基于无人机多光谱遥感图像的玉米田间杂草识别

doi:10.3864/j.issn.0578-1752.2020.08.005

中国农业科学 ›› 2020, Vol. 53 ›› Issue (8): 1545-1555.doi: 10.3864/j.issn.0578-1752.2020.08.005

• 耕作栽培·生理生化·农业信息技术 • 上一篇下一篇

基于无人机多光谱遥感图像的玉米田间杂草识别

赵静^1,²,李志铭^1,²,鲁力群^2,³,贾鹏^1,²,杨焕波^1,²,兰玉彬^1,²()

¹ 山东理工大学农业工程与食品科学学院,山东淄博255000
² 山东理工大学国际精准农业航空应用技术研究中心,山东淄博255000
³ 山东理工大学交通与车辆工程学院,山东淄博255000

收稿日期:2019-08-29 接受日期:2019-11-04 出版日期:2020-04-16 发布日期:2020-04-29
通讯作者: 兰玉彬
作者简介:赵静,E-mail: zbceozj@163.com。
基金资助:
山东省引进顶尖人才“一事一议”专项经费资助项目;中央引导地方科技发展专项资金“精准农业航空技术与装备研发”资助项目

Weed Identification in Maize Field Based on Multi-Spectral Remote Sensing of Unmanned Aerial Vehicle

ZHAO Jing^1,²,LI ZhiMing^1,²,LU LiQun^2,³,JIA Peng^1,²,YANG HuanBo^1,²,LAN YuBin^1,²()

¹ School of Agricultural Engineering and Food Science, Shandong University of Technology, Zibo 255000, Shandong
² International Research Center of Precision Agriculture Aviation Application Technology, Shandong University of Technology, Zibo 255000, Shandong
³ School of Transportation and Vehicle Engineering, Shandong University of Technology, Zibo 255000, Shandong

Received:2019-08-29 Accepted:2019-11-04 Online:2020-04-16 Published:2020-04-29
Contact: YuBin LAN

摘要/Abstract

摘要：

【目的】为了精确高效识别玉米田间杂草,减少除草剂施用,提高玉米种植管理精准性。

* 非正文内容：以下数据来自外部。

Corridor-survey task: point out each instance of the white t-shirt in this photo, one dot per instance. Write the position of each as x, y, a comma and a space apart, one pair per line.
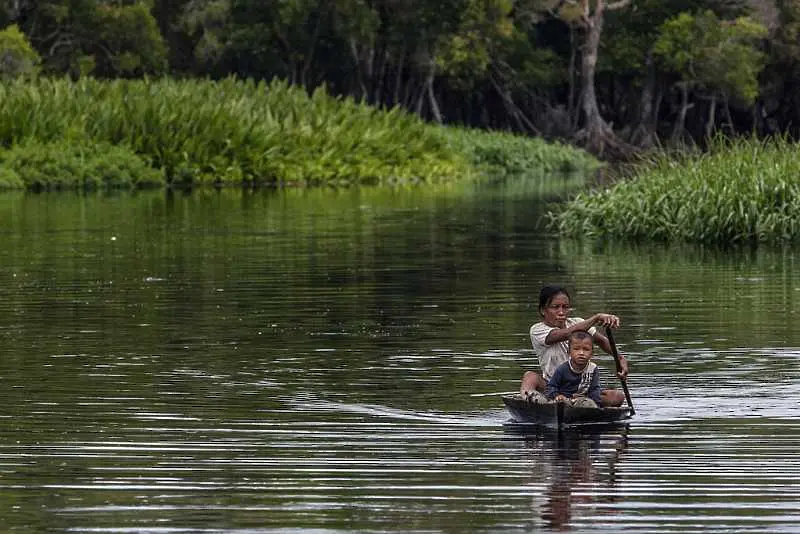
551, 356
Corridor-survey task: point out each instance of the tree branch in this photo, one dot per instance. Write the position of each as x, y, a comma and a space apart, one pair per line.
619, 4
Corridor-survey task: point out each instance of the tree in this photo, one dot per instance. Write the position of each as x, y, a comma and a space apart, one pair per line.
596, 135
17, 57
718, 58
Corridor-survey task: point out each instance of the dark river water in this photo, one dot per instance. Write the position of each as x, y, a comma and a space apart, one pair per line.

【方法】通过六旋翼无人机搭载多光谱相机获取玉米田块多光谱图像。为分离图像中植被与非植被像元,计算了7种植被指数,采用最大类间方差法提取植被指数图像中非植被区域,制作掩膜文件并对多光谱图像掩膜。通过主成分分析对多光谱图像进行变换,保留信息量最多的前3个主成分波段。将试验区域分为训练区域和验证区域,在训练区域中分别选取了675处玉米和525处杂草样本对监督分类模型进行训练,在验证区域选取了240处玉米样本及160处杂草样本评价模型分类精度。将7种植被指数、3个主成分波段的24个纹理特征及经过滤波的10个反射率,共计41项特征作为样本特征参数。利用支持向量机-特征递归消除算法（support vector machines-feature recursive elimination,SVM-RFE）和Relief算法从41项特征中各筛选14项特征构成特征子集,采用支持向量机、K-最近邻、Cart决策树、随机森林和人工神经网络对特征子集进行监督分类。【结果】支持向量机与随机森林对全部特征及2个特征子集分类效果较好,支持向量机总体精度为89.13%—91.94%,Kappa>0.79,随机森林总体精度为89.27%—90.95%,Kappa>0.79。【结论】SVM-RFE算法对数据降维效果优于Relief算法,支持向量机（SVM）模型对区域冠层尺度下玉米与杂草的分类效果最好。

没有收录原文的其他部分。